Prioritize your husband above all other earthly relationships. Learn how to love him well and then be intentional about doing it.
I know first-hand…it can difficult to walk this out. Especially if you’re going through a rough season or struggling in your marriage.
It can be easy to rely on a parent or close friend for the support that you desire from your spouse. But the easy road is rarely the right one.
Avoid the temptation to go to someone other than your husband about your marriage problems. Talk to God first. And then honor your husband by being very selective on how and when you share your heart.
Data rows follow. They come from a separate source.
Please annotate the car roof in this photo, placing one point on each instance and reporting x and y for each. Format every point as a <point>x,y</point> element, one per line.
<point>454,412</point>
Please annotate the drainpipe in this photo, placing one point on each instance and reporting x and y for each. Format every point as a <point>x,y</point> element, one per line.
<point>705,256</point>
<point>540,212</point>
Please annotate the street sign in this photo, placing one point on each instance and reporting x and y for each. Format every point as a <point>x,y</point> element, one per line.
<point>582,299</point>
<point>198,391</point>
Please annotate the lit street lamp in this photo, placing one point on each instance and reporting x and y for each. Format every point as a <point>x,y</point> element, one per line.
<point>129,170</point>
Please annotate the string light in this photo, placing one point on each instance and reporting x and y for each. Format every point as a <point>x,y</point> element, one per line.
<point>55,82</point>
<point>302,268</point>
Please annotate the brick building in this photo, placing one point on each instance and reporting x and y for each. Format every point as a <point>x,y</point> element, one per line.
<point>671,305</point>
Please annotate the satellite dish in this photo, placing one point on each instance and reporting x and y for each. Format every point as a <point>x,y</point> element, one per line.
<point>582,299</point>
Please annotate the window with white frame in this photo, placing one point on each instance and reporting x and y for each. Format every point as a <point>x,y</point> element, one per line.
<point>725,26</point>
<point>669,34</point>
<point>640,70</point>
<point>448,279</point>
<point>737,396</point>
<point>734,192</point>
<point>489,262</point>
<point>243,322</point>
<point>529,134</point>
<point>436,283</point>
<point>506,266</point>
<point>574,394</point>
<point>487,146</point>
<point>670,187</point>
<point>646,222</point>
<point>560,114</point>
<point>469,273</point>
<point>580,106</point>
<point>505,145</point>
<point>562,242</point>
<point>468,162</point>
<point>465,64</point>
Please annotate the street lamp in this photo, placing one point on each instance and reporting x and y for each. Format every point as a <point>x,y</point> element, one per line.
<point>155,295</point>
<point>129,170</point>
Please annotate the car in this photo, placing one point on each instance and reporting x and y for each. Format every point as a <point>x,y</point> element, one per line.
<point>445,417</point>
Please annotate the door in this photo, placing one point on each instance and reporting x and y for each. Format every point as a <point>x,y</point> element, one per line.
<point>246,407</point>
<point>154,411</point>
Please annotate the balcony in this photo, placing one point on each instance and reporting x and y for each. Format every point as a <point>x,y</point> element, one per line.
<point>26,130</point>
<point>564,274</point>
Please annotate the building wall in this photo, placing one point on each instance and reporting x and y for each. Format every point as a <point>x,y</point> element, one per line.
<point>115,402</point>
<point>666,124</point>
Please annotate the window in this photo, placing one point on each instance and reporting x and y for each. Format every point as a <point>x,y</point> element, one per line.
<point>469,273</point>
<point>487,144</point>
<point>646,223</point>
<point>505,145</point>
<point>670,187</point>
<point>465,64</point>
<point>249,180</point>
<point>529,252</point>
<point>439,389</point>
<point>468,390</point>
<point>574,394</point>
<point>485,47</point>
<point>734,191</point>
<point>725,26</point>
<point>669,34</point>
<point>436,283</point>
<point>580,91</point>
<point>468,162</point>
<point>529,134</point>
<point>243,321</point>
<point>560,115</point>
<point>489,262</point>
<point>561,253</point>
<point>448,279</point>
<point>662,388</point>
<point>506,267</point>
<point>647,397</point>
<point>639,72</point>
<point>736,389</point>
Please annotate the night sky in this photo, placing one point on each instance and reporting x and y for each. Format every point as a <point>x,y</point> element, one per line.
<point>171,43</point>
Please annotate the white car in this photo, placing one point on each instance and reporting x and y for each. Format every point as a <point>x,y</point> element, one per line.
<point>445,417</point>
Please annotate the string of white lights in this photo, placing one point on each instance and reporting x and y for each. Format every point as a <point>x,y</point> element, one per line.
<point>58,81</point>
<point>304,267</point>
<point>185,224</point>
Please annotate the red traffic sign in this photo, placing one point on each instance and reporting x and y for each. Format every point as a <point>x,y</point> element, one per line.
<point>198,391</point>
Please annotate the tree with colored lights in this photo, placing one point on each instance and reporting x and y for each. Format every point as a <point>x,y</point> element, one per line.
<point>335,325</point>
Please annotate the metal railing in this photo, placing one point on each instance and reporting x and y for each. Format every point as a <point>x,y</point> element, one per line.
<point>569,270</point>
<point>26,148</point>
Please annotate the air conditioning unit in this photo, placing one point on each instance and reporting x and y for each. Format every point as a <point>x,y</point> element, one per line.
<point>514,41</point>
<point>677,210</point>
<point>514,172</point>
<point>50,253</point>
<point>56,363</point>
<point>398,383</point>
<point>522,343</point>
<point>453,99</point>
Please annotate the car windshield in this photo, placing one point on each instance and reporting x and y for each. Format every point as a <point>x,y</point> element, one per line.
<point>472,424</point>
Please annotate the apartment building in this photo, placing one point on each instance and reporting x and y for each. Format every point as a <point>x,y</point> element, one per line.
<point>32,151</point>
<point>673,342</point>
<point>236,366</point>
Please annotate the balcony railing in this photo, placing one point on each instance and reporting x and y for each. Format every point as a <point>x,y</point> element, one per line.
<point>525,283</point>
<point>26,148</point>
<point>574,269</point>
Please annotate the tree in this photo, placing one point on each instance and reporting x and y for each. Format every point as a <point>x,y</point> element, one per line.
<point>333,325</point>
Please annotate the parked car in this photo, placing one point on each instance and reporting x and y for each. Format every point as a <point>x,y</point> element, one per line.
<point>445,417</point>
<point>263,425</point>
This may well be one of the most overlooked biblical keys to a successful marriage. But your ability to get it right just might make all the difference in your relationship.
(One great way to prioritize your marriage is with regular date nights. Need simple or inexpensive ideas? Find them here.)
Refuse to fail.
So, they are no longer two, but one flesh. Therefore what God has joined together, let no one separate.
Matthew 19:6
Marriage is hard work. Especially in today’s culture with its ever-evolving definition of marriage and family life.
But God’s views on marriage haven’t changed since He first created it. His biblical keys to a successful marriage don’t ebb and flow with popular opinion.
His plan has always been for a “once in a lifetime love.” He designed marriage to be forever.
(Read more on how to keep a marriage strong through hard times here.)
No option to get out when it’s hard. To look for something better. Or to move on when feelings fade.
And therein lies the beauty.
Marriage is the rarest of commitments. To choose love over and over again. To have a bond so strong that no mountain-top experience or deep-valley circumstance can tear you apart.
So, we must draw a line in the sand. Refuse to give up or give in. Make a commitment to our spouse that for better or worse, we’re in it for the long haul.
It won’t be easy. It’s definitely not for the faint of heart.
But marriage is a beautiful gift.
One that’s absolutely worth fighting for.